Farm Technology Days is the kind of show that evokes glowing memories of farming days a generation or two ago among older visitors.

Large, sleek machines built with the latest technology, moving effortlessly across fields adjacent to Tent City create a stark example of progress compared to the lumbering horse-drawn or steam-powered machinery in the Heritage display.

Foremost in their thoughts are long ago times when farm work was done with smaller, slower, and by today’s standards, rather low-tech equipment. While the work in their farming era required more hand labor and hard work, the tasks still got done.

The goal of the Heritage committee, according to co-chair Roger Erickson, is to develop a display that illustrates the progress made by past generations, speaking to the struggles of years past and how progress has improved the agriculture industry.

The Heritage equipment display at the show draws a big audience and Erickson and fellow committee members have been busy over the last few months talking with antique farm equipment enthusiasts and inviting them to participate in this year’s show.

Nearly 80 pieces of old equipment on display will range from steam engines to unique older plows and small garden tractors to vintage tractors from the 1920’s up to the 1980s.

“Some of the tractors on display will be restored and others will be in their ‘plain clothes’ as we call it, just as they were when they were used decades ago,” Erickson said.

Comparing tractors and machinery using precision technology to the machines of a long past era, Erickson says it will obvious how much agriculture has advanced over the years.

“We want to highlight the advancements in agriculture at this show but it is also about honoring the equipment of the past,” he notes.

While the antique farm equipment will not be a part of the field demonstrations, a few of the older tractors will be used to pull trams around the farm, taking visitors from one area to another.

To find old equipment for the display, Erickson and his committee visited last year’s Farm Technology Days at Eau Claire and spoke with collectors.

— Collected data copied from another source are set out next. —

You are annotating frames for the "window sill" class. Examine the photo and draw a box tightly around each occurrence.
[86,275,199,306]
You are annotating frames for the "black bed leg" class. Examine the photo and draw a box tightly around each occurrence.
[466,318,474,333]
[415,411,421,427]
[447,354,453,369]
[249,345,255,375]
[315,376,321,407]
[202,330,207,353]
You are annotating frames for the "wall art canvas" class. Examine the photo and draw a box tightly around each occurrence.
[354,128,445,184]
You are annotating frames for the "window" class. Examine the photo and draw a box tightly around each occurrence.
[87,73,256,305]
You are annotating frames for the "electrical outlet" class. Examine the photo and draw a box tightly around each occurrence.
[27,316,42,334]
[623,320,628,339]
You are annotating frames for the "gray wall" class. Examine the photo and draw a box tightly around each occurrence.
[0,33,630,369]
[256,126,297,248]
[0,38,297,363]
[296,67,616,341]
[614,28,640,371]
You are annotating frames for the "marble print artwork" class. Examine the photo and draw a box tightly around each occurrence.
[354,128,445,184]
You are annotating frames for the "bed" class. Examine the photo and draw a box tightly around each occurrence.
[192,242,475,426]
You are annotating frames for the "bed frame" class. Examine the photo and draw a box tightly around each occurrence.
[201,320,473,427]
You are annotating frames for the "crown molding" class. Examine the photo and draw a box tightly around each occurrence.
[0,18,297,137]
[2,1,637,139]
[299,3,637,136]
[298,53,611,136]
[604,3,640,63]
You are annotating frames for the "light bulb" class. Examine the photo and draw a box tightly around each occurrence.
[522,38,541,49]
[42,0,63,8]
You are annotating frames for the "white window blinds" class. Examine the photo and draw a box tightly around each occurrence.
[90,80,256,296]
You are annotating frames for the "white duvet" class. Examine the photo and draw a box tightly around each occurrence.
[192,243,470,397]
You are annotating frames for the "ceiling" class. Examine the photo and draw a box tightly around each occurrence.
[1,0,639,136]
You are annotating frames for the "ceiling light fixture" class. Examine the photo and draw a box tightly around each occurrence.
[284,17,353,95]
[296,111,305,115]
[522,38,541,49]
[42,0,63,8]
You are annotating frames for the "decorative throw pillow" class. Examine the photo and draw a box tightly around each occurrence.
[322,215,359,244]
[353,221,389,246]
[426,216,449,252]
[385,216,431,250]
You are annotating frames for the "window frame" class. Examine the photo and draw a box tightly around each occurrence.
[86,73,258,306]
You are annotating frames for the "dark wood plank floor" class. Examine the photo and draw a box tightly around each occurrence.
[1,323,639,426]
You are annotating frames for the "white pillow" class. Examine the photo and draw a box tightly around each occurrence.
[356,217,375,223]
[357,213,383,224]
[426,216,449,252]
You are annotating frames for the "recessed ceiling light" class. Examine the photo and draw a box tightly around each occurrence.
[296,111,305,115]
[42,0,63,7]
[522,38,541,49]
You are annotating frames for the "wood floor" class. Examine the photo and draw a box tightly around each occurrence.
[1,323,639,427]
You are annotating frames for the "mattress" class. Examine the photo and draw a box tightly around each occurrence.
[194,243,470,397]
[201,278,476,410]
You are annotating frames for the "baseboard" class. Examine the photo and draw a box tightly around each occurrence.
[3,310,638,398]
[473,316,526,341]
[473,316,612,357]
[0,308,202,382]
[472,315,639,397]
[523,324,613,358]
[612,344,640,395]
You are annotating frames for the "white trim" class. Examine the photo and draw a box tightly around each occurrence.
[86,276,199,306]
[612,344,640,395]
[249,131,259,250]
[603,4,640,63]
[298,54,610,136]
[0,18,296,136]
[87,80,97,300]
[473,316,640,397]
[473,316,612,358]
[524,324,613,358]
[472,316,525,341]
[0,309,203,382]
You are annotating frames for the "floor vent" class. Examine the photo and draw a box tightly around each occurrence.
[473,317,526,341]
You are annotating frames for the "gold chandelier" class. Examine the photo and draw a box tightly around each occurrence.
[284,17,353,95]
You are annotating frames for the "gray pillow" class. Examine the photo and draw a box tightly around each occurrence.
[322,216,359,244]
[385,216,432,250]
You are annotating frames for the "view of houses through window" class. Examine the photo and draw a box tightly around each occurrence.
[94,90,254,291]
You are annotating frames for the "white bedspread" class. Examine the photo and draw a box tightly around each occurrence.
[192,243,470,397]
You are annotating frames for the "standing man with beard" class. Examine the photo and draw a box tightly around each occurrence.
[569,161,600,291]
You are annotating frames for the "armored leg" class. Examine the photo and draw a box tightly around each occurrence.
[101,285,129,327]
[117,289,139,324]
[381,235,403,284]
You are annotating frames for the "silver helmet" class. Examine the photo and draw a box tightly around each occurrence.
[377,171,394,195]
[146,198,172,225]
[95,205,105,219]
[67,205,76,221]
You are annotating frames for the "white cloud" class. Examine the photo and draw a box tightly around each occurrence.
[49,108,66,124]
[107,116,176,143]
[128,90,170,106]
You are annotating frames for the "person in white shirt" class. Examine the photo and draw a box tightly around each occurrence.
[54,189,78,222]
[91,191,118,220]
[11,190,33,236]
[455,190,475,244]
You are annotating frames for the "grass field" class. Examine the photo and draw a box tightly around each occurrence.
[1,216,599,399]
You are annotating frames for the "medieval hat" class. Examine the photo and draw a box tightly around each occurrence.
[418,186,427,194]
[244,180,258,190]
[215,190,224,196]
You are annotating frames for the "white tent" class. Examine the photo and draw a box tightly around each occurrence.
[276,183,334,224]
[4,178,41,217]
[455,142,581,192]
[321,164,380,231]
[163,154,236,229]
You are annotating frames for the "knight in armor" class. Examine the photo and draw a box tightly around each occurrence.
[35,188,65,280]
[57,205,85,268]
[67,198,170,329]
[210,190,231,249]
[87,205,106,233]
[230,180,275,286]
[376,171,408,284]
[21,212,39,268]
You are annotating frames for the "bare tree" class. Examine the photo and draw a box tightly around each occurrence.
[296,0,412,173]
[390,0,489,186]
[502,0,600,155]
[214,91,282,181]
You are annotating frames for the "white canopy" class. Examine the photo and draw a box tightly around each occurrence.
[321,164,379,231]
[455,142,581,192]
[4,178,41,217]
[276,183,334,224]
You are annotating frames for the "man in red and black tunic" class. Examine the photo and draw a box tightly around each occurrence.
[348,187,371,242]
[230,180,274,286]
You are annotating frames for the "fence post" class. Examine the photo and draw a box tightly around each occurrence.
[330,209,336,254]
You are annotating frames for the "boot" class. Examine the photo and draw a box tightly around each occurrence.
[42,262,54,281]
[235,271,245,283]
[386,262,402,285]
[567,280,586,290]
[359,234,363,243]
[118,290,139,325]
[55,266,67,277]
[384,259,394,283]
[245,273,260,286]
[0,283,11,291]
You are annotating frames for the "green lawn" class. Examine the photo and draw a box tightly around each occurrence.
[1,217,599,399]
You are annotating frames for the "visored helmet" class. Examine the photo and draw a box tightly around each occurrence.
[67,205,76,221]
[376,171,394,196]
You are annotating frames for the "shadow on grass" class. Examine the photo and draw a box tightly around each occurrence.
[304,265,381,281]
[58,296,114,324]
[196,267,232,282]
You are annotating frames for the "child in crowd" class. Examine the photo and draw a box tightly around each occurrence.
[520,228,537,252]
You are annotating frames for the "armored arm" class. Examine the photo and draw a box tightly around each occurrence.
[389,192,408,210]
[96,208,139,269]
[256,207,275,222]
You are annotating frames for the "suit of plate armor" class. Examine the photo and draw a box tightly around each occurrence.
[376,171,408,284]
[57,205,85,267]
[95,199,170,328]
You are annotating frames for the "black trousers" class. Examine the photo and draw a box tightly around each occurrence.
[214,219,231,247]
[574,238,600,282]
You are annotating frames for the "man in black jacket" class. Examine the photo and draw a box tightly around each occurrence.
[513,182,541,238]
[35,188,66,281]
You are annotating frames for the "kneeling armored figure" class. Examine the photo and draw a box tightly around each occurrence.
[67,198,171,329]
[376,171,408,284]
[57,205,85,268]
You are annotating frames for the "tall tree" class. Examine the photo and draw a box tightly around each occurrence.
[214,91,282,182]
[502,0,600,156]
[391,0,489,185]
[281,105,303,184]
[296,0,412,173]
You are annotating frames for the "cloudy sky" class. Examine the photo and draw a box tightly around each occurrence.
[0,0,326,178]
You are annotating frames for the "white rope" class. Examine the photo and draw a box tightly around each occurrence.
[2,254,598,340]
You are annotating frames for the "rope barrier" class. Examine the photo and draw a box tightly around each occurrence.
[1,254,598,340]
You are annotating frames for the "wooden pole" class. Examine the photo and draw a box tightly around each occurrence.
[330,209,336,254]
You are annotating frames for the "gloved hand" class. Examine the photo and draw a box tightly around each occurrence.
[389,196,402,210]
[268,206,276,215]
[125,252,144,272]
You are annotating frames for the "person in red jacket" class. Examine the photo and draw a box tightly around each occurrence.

The group also reached out to antique farm equipment clubs from the Clark County area.

Erickson is a part of the local Granton Antique Farm Equipment Club and its 90 plus members will be supplying many of the pieces on display..

The Granton club members enjoy taking their tractors out for excursions along rural backroads, comparing notes on tractors as well as sharing their experiences in restoring equipment. And, of course, to reminisce.

Erickson was one of six members who had the opportunity to drive an antique tractor across the Mackinac Bridge years ago. Now in its 14th year, the annual Mackinac Bridge Antique Tractor Crossing and Show attracts well over 900 tractors that take up one lane as they parade across the five-mile long bridge.

Erickson is the proud owners of a few collector models which includes an older Case IH, a John Deere and a Fendt, as well as a 1963 Oliver – all tractors he used on his own farm in his earlier years of farming. Today Erickson crops about 5200 acres, raising corn, soybeans and alfalfa. He also does a little custom harvesting.

Organizers of Farm Technology Days believe one of the reasons the show continues to be so popular is there is the opportunity to see a large variety of farm equipment spanning the decades. 

Even in Tent City where the commercial exhibitors display their wares, visitors see the obvious advancements in agriculture. Grandpas look at the huge, computerized and expensive equipment on display and shake their heads in awe. Meanwhile their sons and grandsons, who have grown up in a world of computers and technology, are busy talking with the sales reps about the technology, trade-ins, payback time and financing.

This contrast of old and now truly embodies this year’s show theme “Where Tradition and Technology Meet.”